十六岁的少年,正是学东西最快的时候。林平之以前跟着林震南练那些花架子,底子不怎么样,但胜在年轻,筋骨还没定型,从头开始练,反而比那些练了十几年野路子的人更容易上路。
林震南也想练。
林曜之看了他爹一眼,只说了一句:“爹,你年纪大了,经脉已经定型了。紫霞神功要从头练起,你练不出什么名堂的。不如好好练你的鹤唳九霄神功,那个更适合你。”
林震南想了想,觉得儿子说得有道理,就不再惦记紫霞神功的事了。
“你自己玩去。”林曜之原话。
林震南就自己玩去了。
他去港口找曲洋了。
福州靠海,港口宽阔,水深浪平,是造船的好地方。
林曜之前些日子就跟林震南提过——要造船。
造大船,造战船,越多越好。
林震南当时不明白儿子为什么要造船。林家是开镖局的,是卖香皂的,要船干什么?
林曜之没说。
有些事,现在还不能说。
但他不说,林震南也没多问。这两年他已经习惯了——儿子说什么,他做什么。
儿子的决定,从来没有错过。
所以林震南找到曲洋,两人一合计,开始买地、招工、备料,轰轰烈烈地干了起来。
曲洋是日月神教长老,走南闯北几十年,见过大世面,对造船的事情也懂一些。两个老家伙凑在一起,倒是有商有量,干得热火朝天。
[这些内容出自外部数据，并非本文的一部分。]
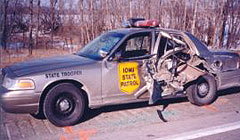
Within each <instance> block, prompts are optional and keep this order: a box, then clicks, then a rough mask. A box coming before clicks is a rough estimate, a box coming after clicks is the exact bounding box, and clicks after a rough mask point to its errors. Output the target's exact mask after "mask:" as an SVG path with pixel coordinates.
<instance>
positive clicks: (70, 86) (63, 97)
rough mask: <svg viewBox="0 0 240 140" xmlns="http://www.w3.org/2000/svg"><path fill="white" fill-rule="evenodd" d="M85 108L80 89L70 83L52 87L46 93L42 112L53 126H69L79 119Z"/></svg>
mask: <svg viewBox="0 0 240 140" xmlns="http://www.w3.org/2000/svg"><path fill="white" fill-rule="evenodd" d="M84 110H85V100H84V96H83V93H82V91H81V90H79V89H78V88H77V87H75V86H74V85H72V84H70V83H62V84H58V85H56V86H55V87H53V88H52V89H51V90H50V91H49V92H48V94H47V96H46V98H45V101H44V104H43V112H44V114H45V116H46V118H47V119H48V120H49V121H50V122H51V123H52V124H54V125H55V126H58V127H62V126H71V125H74V124H76V123H78V122H79V121H80V119H81V118H82V117H83V114H84Z"/></svg>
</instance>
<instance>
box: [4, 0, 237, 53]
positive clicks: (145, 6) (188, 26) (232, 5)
mask: <svg viewBox="0 0 240 140" xmlns="http://www.w3.org/2000/svg"><path fill="white" fill-rule="evenodd" d="M0 8H1V13H2V14H0V23H1V26H0V40H1V46H2V48H3V49H4V50H8V49H9V48H11V45H10V44H11V43H12V42H18V43H19V42H20V44H21V47H25V48H28V50H29V54H32V50H33V49H35V48H46V49H48V48H54V47H55V45H56V44H59V42H60V44H61V45H62V46H63V47H64V46H68V45H73V44H78V46H83V45H84V44H86V43H87V42H89V41H90V40H92V39H93V38H95V37H96V36H97V35H99V34H101V33H102V32H103V31H106V30H111V29H115V28H119V27H121V23H122V22H123V21H124V20H127V19H128V18H131V17H144V18H146V19H158V20H159V21H160V26H161V27H162V28H172V29H179V30H184V31H188V32H191V33H192V34H194V35H196V36H197V37H198V38H200V39H201V40H202V41H203V42H205V43H206V44H207V45H209V46H212V47H214V48H222V47H224V48H236V47H237V46H239V44H240V0H1V3H0ZM59 40H61V41H59Z"/></svg>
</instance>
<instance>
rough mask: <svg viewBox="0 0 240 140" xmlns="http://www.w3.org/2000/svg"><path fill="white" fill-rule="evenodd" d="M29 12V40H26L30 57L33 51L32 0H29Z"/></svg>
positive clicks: (32, 10) (32, 8)
mask: <svg viewBox="0 0 240 140" xmlns="http://www.w3.org/2000/svg"><path fill="white" fill-rule="evenodd" d="M29 11H30V31H29V38H28V52H29V54H30V55H32V50H33V37H32V31H33V0H29Z"/></svg>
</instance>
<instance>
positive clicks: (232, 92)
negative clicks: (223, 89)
mask: <svg viewBox="0 0 240 140" xmlns="http://www.w3.org/2000/svg"><path fill="white" fill-rule="evenodd" d="M237 93H240V87H232V88H228V89H224V90H219V91H218V92H217V95H218V96H225V95H231V94H237Z"/></svg>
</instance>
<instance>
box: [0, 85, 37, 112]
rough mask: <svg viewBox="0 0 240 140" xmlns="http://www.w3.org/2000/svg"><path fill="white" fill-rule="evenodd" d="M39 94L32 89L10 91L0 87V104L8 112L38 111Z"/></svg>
mask: <svg viewBox="0 0 240 140" xmlns="http://www.w3.org/2000/svg"><path fill="white" fill-rule="evenodd" d="M40 95H41V93H35V91H34V90H17V91H10V90H7V89H6V88H4V87H0V104H1V107H2V108H3V110H4V111H6V112H9V113H35V112H37V111H38V106H39V99H40Z"/></svg>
林曜之每天早上练紫霞神功,白天处理公务,晚上偶尔练练琴箫,日子过得充实又安稳。
但他很快发现了一件不得了的事。
紫霞神功的修炼速度,快得离谱。
按照岳不群那本秘籍上的记载,紫霞神功修炼极慢。
采集初阳紫气,一天只能练半个时辰,真气增长的速度像是水滴石穿,一年两年看不出什么明显的进步。
岳不群练了二十多年,也不过是“略有小成”。
林曜之不一样。
他练了不到十天,就感觉到了丹田里那股紫气——不是一丝一缕,而是一团一团,浓厚得像实质。